Fumer tue, paraît-il. Mais vivre aussi, non ? Alors pourquoi s’en faire ? Parce que l’heure est à l’hygiène de soi, à la propreté de l’âme, au corps immaculé. Qu’à cela ne tienne, le narrateur décide d’arrêter de fumer : il souhaite vieillir sans tousser. Mais on ne se défait pas facilement d’une pratique devenue une seconde nature. Surtout lorsqu’on aime justifier ses choix, les comprendre : et voilà notre anti-héros contemporain arrêté, songeur, au milieu des volutes de fumée, sur le concept de dernière cigarette.
Refusant de s’imposer des impératifs tyranniques, préférant laisser faire la nature, il se fie à sa pensée alerte pour divaguer, de dernières cigarettes en dernières cigarettes, sur les motifs de son addiction, et cogiter sur ce jeu dangereux et si humain consistant à reproduire de jour en jour un petit vice en se disant qu’on n’en est pas réellement l’esclave. Les autres fument, tandis que vous, vous prenez plusieurs fois par jour une dernière cigarette…
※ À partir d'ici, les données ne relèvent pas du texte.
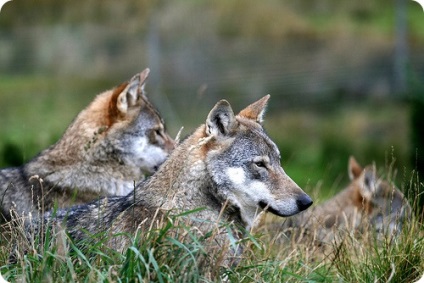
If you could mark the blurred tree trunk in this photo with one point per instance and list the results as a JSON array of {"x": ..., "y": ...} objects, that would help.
[{"x": 401, "y": 47}]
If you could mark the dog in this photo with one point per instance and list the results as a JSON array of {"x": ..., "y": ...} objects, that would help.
[
  {"x": 229, "y": 167},
  {"x": 108, "y": 148}
]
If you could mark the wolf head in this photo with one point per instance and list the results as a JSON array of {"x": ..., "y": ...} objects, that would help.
[
  {"x": 137, "y": 131},
  {"x": 384, "y": 204},
  {"x": 245, "y": 163}
]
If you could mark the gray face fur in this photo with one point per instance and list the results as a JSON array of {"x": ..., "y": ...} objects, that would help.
[{"x": 247, "y": 172}]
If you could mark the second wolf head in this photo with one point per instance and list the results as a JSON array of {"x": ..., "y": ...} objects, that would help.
[{"x": 108, "y": 148}]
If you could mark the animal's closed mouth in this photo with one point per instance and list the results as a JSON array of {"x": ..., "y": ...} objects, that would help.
[{"x": 265, "y": 206}]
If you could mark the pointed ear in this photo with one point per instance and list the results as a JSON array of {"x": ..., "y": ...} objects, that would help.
[
  {"x": 256, "y": 110},
  {"x": 132, "y": 93},
  {"x": 368, "y": 187},
  {"x": 354, "y": 169},
  {"x": 220, "y": 120}
]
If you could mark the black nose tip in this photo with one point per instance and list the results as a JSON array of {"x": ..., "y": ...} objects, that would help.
[{"x": 304, "y": 202}]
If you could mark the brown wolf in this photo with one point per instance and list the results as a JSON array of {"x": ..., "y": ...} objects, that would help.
[
  {"x": 369, "y": 203},
  {"x": 228, "y": 166},
  {"x": 108, "y": 148}
]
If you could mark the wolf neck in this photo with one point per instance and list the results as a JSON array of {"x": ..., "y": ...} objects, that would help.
[
  {"x": 191, "y": 185},
  {"x": 71, "y": 166}
]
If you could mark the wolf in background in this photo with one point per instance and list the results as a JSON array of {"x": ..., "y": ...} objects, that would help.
[
  {"x": 228, "y": 166},
  {"x": 367, "y": 204},
  {"x": 106, "y": 150}
]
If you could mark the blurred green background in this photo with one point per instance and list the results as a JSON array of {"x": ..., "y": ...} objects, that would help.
[{"x": 345, "y": 77}]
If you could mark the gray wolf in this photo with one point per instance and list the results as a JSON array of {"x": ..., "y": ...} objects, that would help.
[
  {"x": 228, "y": 166},
  {"x": 108, "y": 148},
  {"x": 368, "y": 204}
]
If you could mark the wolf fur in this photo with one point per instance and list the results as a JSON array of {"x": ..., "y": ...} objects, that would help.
[
  {"x": 367, "y": 204},
  {"x": 228, "y": 166},
  {"x": 108, "y": 148}
]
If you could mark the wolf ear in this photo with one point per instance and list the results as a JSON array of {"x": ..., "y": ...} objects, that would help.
[
  {"x": 368, "y": 187},
  {"x": 256, "y": 110},
  {"x": 135, "y": 88},
  {"x": 220, "y": 120},
  {"x": 354, "y": 169}
]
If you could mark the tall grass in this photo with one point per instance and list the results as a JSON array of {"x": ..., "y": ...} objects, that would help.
[{"x": 173, "y": 251}]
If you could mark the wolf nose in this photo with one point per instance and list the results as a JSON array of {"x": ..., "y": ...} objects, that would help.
[{"x": 304, "y": 202}]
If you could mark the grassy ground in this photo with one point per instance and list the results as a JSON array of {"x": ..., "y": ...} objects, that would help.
[{"x": 174, "y": 252}]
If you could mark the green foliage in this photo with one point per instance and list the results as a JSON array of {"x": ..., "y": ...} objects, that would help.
[{"x": 172, "y": 251}]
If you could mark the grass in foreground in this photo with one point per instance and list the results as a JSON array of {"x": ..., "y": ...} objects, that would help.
[{"x": 175, "y": 252}]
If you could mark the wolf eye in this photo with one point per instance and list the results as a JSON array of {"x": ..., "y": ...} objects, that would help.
[
  {"x": 260, "y": 164},
  {"x": 158, "y": 133}
]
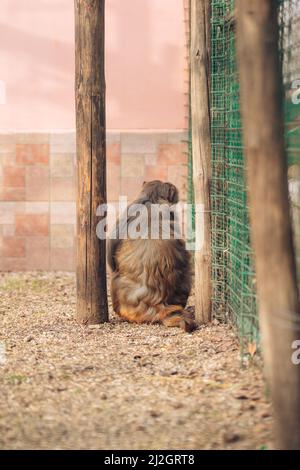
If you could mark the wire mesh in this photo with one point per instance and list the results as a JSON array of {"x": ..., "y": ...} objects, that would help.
[
  {"x": 233, "y": 274},
  {"x": 289, "y": 28}
]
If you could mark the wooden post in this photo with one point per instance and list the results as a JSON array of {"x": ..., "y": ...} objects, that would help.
[
  {"x": 200, "y": 108},
  {"x": 271, "y": 232},
  {"x": 91, "y": 159}
]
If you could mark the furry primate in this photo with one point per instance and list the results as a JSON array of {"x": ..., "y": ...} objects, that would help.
[{"x": 151, "y": 278}]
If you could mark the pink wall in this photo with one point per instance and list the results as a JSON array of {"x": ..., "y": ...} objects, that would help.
[{"x": 144, "y": 65}]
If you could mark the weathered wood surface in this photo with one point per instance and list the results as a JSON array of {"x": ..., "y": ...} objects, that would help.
[
  {"x": 271, "y": 232},
  {"x": 91, "y": 159}
]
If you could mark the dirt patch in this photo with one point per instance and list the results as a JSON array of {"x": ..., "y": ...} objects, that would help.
[{"x": 119, "y": 386}]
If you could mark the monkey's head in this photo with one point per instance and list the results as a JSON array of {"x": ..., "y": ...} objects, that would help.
[{"x": 159, "y": 192}]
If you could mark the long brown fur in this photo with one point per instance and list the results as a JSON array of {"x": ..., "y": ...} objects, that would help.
[{"x": 151, "y": 279}]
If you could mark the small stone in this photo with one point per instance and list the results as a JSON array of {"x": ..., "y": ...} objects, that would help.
[
  {"x": 265, "y": 414},
  {"x": 230, "y": 437},
  {"x": 94, "y": 327},
  {"x": 155, "y": 414},
  {"x": 29, "y": 338}
]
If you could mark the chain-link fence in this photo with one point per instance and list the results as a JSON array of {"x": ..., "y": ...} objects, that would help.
[
  {"x": 289, "y": 22},
  {"x": 233, "y": 274}
]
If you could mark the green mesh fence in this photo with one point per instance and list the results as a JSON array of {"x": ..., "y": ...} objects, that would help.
[
  {"x": 234, "y": 284},
  {"x": 233, "y": 276},
  {"x": 289, "y": 22}
]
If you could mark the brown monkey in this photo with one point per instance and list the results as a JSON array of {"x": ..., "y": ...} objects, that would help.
[{"x": 151, "y": 278}]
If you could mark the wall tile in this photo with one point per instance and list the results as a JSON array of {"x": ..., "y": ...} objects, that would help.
[
  {"x": 63, "y": 212},
  {"x": 62, "y": 259},
  {"x": 62, "y": 189},
  {"x": 113, "y": 153},
  {"x": 12, "y": 194},
  {"x": 132, "y": 165},
  {"x": 63, "y": 142},
  {"x": 13, "y": 177},
  {"x": 37, "y": 253},
  {"x": 62, "y": 236},
  {"x": 37, "y": 183},
  {"x": 172, "y": 154},
  {"x": 13, "y": 247},
  {"x": 32, "y": 224},
  {"x": 32, "y": 154}
]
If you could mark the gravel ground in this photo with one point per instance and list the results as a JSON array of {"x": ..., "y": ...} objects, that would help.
[{"x": 119, "y": 386}]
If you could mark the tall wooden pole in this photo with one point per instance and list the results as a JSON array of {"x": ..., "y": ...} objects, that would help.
[
  {"x": 271, "y": 232},
  {"x": 91, "y": 159},
  {"x": 200, "y": 108}
]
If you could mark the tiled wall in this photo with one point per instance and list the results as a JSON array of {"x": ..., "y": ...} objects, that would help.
[{"x": 37, "y": 189}]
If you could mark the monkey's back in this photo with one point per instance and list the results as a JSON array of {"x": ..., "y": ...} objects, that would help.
[{"x": 151, "y": 272}]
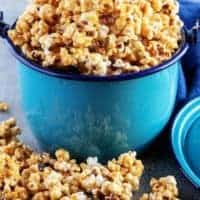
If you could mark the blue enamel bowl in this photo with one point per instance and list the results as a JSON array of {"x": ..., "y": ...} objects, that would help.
[{"x": 98, "y": 116}]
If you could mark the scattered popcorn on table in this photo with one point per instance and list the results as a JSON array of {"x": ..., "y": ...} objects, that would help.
[
  {"x": 25, "y": 174},
  {"x": 3, "y": 107},
  {"x": 164, "y": 188},
  {"x": 99, "y": 37}
]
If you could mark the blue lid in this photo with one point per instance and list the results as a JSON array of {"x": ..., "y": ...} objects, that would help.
[{"x": 186, "y": 140}]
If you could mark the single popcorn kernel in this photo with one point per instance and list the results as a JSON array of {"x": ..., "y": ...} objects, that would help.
[
  {"x": 164, "y": 188},
  {"x": 3, "y": 107},
  {"x": 92, "y": 36}
]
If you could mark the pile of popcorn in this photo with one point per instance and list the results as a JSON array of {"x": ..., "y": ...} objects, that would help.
[
  {"x": 99, "y": 37},
  {"x": 28, "y": 175}
]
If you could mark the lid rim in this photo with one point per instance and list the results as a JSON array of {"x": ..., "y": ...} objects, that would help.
[{"x": 181, "y": 121}]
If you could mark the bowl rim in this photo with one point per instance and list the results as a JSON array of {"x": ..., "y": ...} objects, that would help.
[{"x": 16, "y": 52}]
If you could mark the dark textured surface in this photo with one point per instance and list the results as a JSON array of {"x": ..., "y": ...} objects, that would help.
[{"x": 159, "y": 160}]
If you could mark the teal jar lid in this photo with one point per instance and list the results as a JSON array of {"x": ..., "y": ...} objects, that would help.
[{"x": 186, "y": 140}]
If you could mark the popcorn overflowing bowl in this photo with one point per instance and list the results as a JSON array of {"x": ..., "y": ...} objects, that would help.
[{"x": 97, "y": 94}]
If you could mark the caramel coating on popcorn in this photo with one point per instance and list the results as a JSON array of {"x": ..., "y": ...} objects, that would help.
[
  {"x": 164, "y": 188},
  {"x": 3, "y": 107},
  {"x": 99, "y": 37},
  {"x": 26, "y": 175}
]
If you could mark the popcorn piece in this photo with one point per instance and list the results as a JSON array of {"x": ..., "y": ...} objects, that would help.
[
  {"x": 3, "y": 107},
  {"x": 99, "y": 37},
  {"x": 164, "y": 188}
]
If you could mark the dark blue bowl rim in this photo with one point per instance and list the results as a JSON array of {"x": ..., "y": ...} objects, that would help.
[{"x": 81, "y": 77}]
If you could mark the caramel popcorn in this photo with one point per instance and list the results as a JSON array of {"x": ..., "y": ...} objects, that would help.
[
  {"x": 164, "y": 188},
  {"x": 25, "y": 174},
  {"x": 99, "y": 37},
  {"x": 3, "y": 107}
]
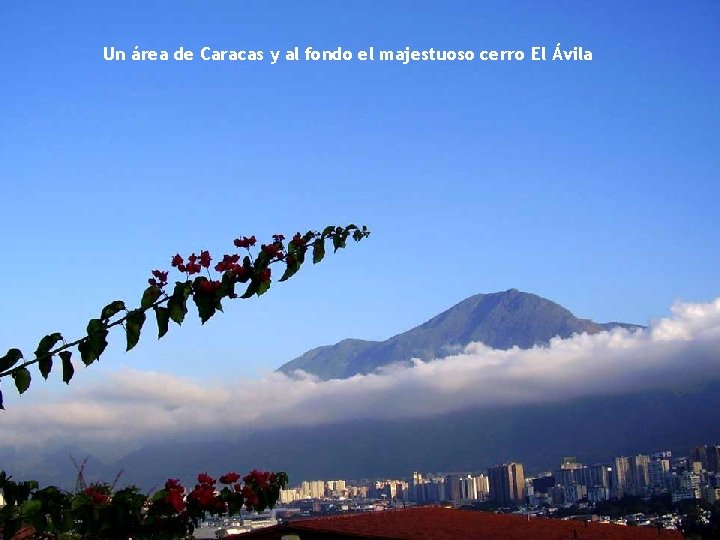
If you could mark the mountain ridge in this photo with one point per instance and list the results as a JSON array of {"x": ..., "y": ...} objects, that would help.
[{"x": 501, "y": 320}]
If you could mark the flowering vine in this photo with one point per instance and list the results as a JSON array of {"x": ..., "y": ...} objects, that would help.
[
  {"x": 100, "y": 512},
  {"x": 205, "y": 288}
]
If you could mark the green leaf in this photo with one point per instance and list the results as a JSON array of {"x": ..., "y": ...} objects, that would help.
[
  {"x": 133, "y": 326},
  {"x": 30, "y": 507},
  {"x": 339, "y": 241},
  {"x": 207, "y": 303},
  {"x": 227, "y": 285},
  {"x": 10, "y": 359},
  {"x": 263, "y": 287},
  {"x": 291, "y": 268},
  {"x": 151, "y": 294},
  {"x": 22, "y": 378},
  {"x": 177, "y": 305},
  {"x": 45, "y": 365},
  {"x": 252, "y": 289},
  {"x": 162, "y": 316},
  {"x": 47, "y": 343},
  {"x": 111, "y": 309},
  {"x": 93, "y": 346},
  {"x": 318, "y": 251},
  {"x": 68, "y": 369}
]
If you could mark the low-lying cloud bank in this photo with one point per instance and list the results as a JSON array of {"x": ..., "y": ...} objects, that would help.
[{"x": 134, "y": 407}]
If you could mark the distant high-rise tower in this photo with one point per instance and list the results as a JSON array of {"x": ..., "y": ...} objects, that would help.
[
  {"x": 507, "y": 484},
  {"x": 623, "y": 478},
  {"x": 640, "y": 468}
]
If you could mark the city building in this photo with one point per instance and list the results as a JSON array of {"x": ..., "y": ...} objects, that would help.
[{"x": 507, "y": 484}]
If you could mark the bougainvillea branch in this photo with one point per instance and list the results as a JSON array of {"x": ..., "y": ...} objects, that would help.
[
  {"x": 99, "y": 511},
  {"x": 207, "y": 290}
]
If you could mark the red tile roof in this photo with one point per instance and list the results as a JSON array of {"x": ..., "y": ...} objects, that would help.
[{"x": 435, "y": 523}]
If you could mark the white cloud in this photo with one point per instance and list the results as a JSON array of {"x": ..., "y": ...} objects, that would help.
[{"x": 133, "y": 407}]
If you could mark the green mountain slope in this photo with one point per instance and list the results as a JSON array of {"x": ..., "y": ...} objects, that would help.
[{"x": 500, "y": 320}]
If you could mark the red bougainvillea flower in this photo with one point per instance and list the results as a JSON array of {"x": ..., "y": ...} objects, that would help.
[
  {"x": 204, "y": 479},
  {"x": 229, "y": 262},
  {"x": 229, "y": 478},
  {"x": 271, "y": 250},
  {"x": 245, "y": 241},
  {"x": 98, "y": 497},
  {"x": 205, "y": 259},
  {"x": 159, "y": 278},
  {"x": 298, "y": 240}
]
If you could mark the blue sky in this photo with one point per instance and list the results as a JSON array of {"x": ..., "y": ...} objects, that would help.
[{"x": 594, "y": 184}]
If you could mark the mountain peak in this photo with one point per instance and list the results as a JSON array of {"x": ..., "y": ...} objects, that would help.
[{"x": 500, "y": 320}]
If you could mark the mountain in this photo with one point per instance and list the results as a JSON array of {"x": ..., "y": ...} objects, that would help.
[{"x": 500, "y": 320}]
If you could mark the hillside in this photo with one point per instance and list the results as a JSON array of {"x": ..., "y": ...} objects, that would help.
[{"x": 500, "y": 320}]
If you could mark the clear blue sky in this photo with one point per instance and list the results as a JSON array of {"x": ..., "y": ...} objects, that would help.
[{"x": 594, "y": 184}]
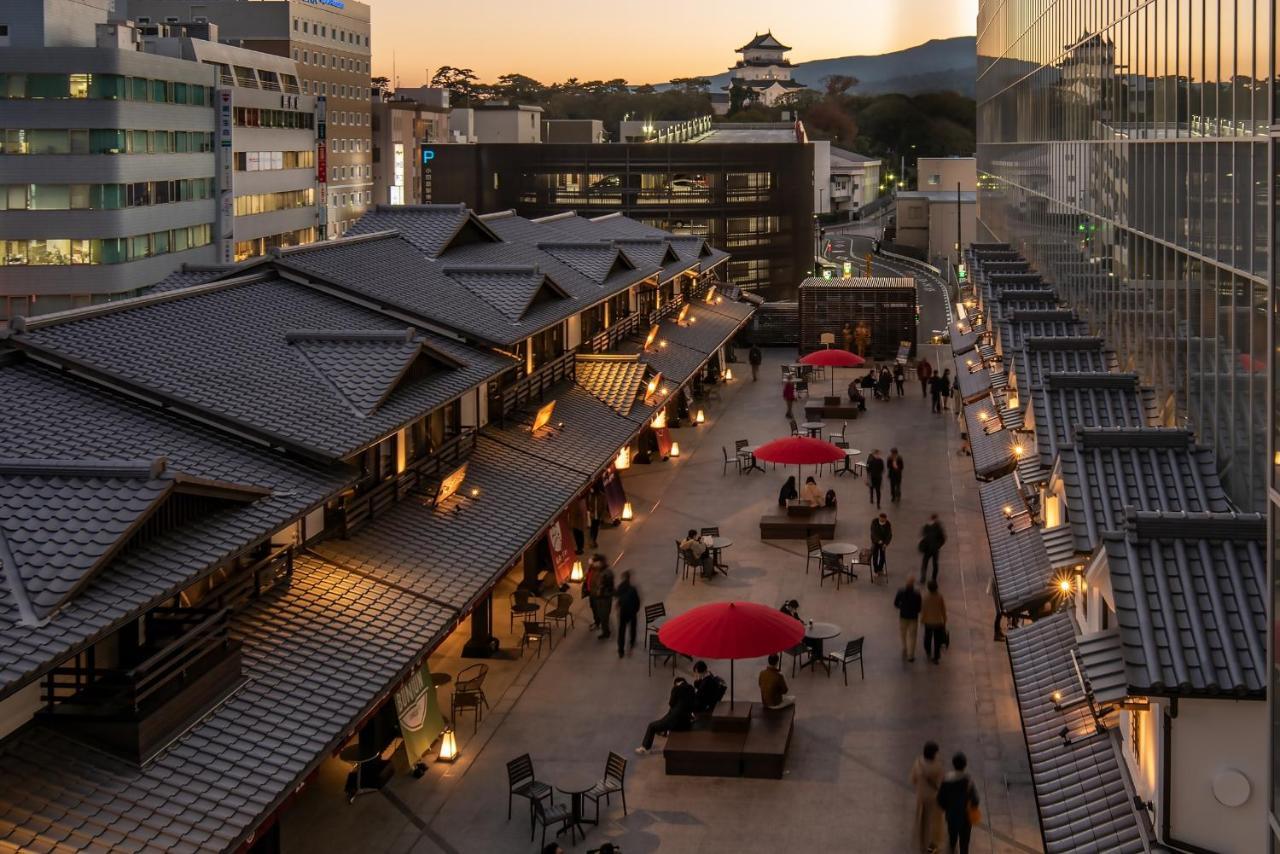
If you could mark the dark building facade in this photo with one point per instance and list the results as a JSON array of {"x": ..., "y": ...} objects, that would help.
[{"x": 753, "y": 200}]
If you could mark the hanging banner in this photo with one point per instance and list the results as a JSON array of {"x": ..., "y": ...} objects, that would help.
[
  {"x": 560, "y": 539},
  {"x": 419, "y": 713},
  {"x": 613, "y": 493},
  {"x": 663, "y": 442}
]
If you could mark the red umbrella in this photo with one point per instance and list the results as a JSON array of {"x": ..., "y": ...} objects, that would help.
[
  {"x": 833, "y": 359},
  {"x": 731, "y": 630}
]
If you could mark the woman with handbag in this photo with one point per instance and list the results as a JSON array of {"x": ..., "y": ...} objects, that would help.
[{"x": 959, "y": 802}]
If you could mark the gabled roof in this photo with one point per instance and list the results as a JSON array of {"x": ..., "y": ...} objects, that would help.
[
  {"x": 1082, "y": 790},
  {"x": 223, "y": 352},
  {"x": 762, "y": 42},
  {"x": 433, "y": 229},
  {"x": 1066, "y": 402},
  {"x": 63, "y": 520},
  {"x": 615, "y": 380},
  {"x": 1191, "y": 594},
  {"x": 1024, "y": 576},
  {"x": 1107, "y": 473}
]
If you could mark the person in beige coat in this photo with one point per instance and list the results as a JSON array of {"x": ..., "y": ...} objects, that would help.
[{"x": 927, "y": 775}]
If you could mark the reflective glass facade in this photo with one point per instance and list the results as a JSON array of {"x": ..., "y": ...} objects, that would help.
[{"x": 1127, "y": 147}]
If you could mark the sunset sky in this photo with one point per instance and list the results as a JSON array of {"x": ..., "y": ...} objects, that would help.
[{"x": 644, "y": 41}]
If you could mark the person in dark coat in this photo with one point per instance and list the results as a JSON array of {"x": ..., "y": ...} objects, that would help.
[
  {"x": 882, "y": 534},
  {"x": 754, "y": 357},
  {"x": 789, "y": 492},
  {"x": 956, "y": 797},
  {"x": 679, "y": 717},
  {"x": 629, "y": 611},
  {"x": 874, "y": 475},
  {"x": 932, "y": 539},
  {"x": 895, "y": 466}
]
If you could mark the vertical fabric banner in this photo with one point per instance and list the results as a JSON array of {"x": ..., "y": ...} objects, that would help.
[
  {"x": 613, "y": 493},
  {"x": 419, "y": 713},
  {"x": 560, "y": 539}
]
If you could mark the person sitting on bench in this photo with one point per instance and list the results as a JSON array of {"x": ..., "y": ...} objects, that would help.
[
  {"x": 773, "y": 686},
  {"x": 708, "y": 689},
  {"x": 679, "y": 717}
]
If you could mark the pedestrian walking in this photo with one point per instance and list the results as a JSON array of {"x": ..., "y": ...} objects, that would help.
[
  {"x": 874, "y": 475},
  {"x": 602, "y": 594},
  {"x": 629, "y": 608},
  {"x": 927, "y": 775},
  {"x": 959, "y": 802},
  {"x": 932, "y": 539},
  {"x": 754, "y": 357},
  {"x": 933, "y": 615},
  {"x": 882, "y": 534},
  {"x": 895, "y": 465},
  {"x": 908, "y": 603},
  {"x": 924, "y": 373}
]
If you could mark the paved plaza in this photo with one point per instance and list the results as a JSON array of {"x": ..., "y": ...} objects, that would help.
[{"x": 846, "y": 785}]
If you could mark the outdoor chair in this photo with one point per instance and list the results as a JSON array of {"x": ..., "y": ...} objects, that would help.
[
  {"x": 552, "y": 814},
  {"x": 524, "y": 784},
  {"x": 653, "y": 615},
  {"x": 736, "y": 461},
  {"x": 832, "y": 566},
  {"x": 658, "y": 649},
  {"x": 853, "y": 652},
  {"x": 560, "y": 612},
  {"x": 615, "y": 772},
  {"x": 521, "y": 606},
  {"x": 813, "y": 543},
  {"x": 535, "y": 633}
]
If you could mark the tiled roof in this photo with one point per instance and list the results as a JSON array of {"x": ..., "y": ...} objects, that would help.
[
  {"x": 1066, "y": 402},
  {"x": 1082, "y": 790},
  {"x": 1109, "y": 473},
  {"x": 1024, "y": 578},
  {"x": 318, "y": 656},
  {"x": 992, "y": 448},
  {"x": 1061, "y": 355},
  {"x": 1191, "y": 594},
  {"x": 59, "y": 418},
  {"x": 613, "y": 379},
  {"x": 60, "y": 521},
  {"x": 224, "y": 352}
]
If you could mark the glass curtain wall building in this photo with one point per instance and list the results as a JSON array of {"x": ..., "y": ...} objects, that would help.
[{"x": 1128, "y": 149}]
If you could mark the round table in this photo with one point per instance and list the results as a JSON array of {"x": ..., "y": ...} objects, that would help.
[
  {"x": 576, "y": 786},
  {"x": 816, "y": 635}
]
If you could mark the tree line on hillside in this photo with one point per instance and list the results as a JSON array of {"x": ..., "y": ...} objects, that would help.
[{"x": 885, "y": 126}]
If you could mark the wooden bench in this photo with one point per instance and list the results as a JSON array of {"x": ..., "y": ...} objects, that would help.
[
  {"x": 764, "y": 753},
  {"x": 704, "y": 753},
  {"x": 785, "y": 526}
]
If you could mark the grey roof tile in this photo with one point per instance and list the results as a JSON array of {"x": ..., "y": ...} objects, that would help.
[
  {"x": 1082, "y": 791},
  {"x": 1191, "y": 599},
  {"x": 225, "y": 354}
]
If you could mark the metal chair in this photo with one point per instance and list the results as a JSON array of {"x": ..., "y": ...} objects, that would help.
[
  {"x": 654, "y": 613},
  {"x": 521, "y": 606},
  {"x": 552, "y": 814},
  {"x": 535, "y": 631},
  {"x": 560, "y": 613},
  {"x": 522, "y": 782},
  {"x": 615, "y": 772},
  {"x": 853, "y": 652},
  {"x": 813, "y": 543}
]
Henri-Pierre JEUDY, né le 13 mars 1945, philosophe, sociologue au CNRS, écrivain, auteur de nombreux ouvrages sur les mémoires collectives, la machinerie patrimoniale, les catastrophes et les paniques, les villes et l'esthétique urbaine.
Dernières parutions : Le corps comme objet d'art (Armand Colin), Les usages sociaux de l'art (Circé), Fictions théoriques (Léo Scheer), Critique de l'esthétique urbaine (Sens et Tonka), L'art de ne pas être grand père (Circé).